No es de extrañar entonces que los cambios administrativos de mayor calado en esta materia se hayan realizado al calor del creciente pluralismo político y de las crisis económicas que azotaron con fuerza en 1982 y 1995. Un paso fundamental aconteció en 1997, cuando en la Cámara de Diputados, con mayoría opositora al PRI por primera vez en la historia, los legisladores aprobaron la creación del Ramo 33 del presupuesto federal, a través de cuyos fondos y programas se inició la transferencia de un importante monto de recursos para ser aplicados por los estados y los municipios.

En el papel era estupendo: que los directamente involucrados recibieran el dinero, consideraran las obras a realizar, vigilaran su ejecución y rindieran permanentes cuentas a la ciudadanía. No sucedió así. Las denuncias de malversación y desviaciones de fondos públicos han menudeado, sin que la inmensa mayoría de éstas hayan merecido la atención del aparato de justicia.

En unas cuantas semanas, los diputados estarán discutiendo el Presupuesto de Egresos de la Federación 2014, una vez que haya sido aprobada la Ley de Ingresos. La iniciativa del Presidente de la República contiene dos elementos que son un reconocimiento tácito del fracaso de la política de descentralización del gasto público a estados y municipios. Uno, muy importante, es volver a concentrar el pago a maestros de todo el país. El otro, no menor, tiene que ver con el Seguro Popular; las medicinas que se compran para atender a los asegurados, que son aquellos que no tienen acceso al IMSS o al Issste, dejarían de estar a cargo de los gobiernos estatales y serían concentradas en gigantescas adquisiciones, responsabilidad de las autoridades de salud federal. Atrás de estas medidas aparecen las cifras enormes de comisionados sindicales; las negociaciones salariales con montos y prestaciones muy elevadas, sólo para eliminar el problema político magisterial del radar estatal. Y en el sector salud, los escándalos sobre desviaciones y presunto peculado con la adquisición de medicamentos y equipos han azotado como un poderoso virus muchos de los sistemas estatales de todo el país. Tal parece que la administración federal renuncia, de manera implícita, a poner en funcionamiento los mecanismos de transparencia y rendición de cuentas que formalmente tienen todos los estados.

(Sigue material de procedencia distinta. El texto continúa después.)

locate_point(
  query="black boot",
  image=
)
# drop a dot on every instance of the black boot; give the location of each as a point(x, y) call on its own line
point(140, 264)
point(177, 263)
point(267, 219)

Esto nos lleva al frente político-electoral, donde el PAN y el PRD, firmantes del Pacto por México, exigen la realización de una reforma política previa a las demás reformas, incluidas la fiscal y la energética. Una de las piezas fundamentales de la propuesta bipartidista es la desaparición de los institutos electorales estatales (el Ipepac, en el caso de Yucatán), para ser absorbidos por un Instituto Nacional de Elecciones, responsabilizado de organizar todos los procesos locales y federales. Dicen, y quizá con razón, que los gobernadores se han apropiado de los órganos electorales locales, incluyendo sus tribunales; que no será posible mejorar la calidad de la democracia si prevalece esta situación, por lo cual proponen eliminar los órganos locales y concentrar -otra vez la palabra mágica- las responsabilidades en un órgano nacional, más difícil de cooptar por parte de los ejecutivos estatales.


Dice el refrán que hay que cuidarse de “tirar el niño con el agua sucia”. Si imaginamos al federalismo como el infante, y a la mugre como la corrupción y malos manejos que han invadido el qué hacer público, tal parece que las propuestas de centralización y concentración del gasto y de los procesos electorales erosionarán en buena medida a uno de los pilares del federalismo. Decidir y actuar por exclusión, sin combatir las causas por las que las instituciones no cumplen, sólo hará posible la reproducción de los vicios y corruptelas que supuestamente se quieren combatir, ahora a una escala mucho mayor. ¿Quién cuida al gran cuidador? Esa es la siguiente pregunta.- Mérida, Yucatán.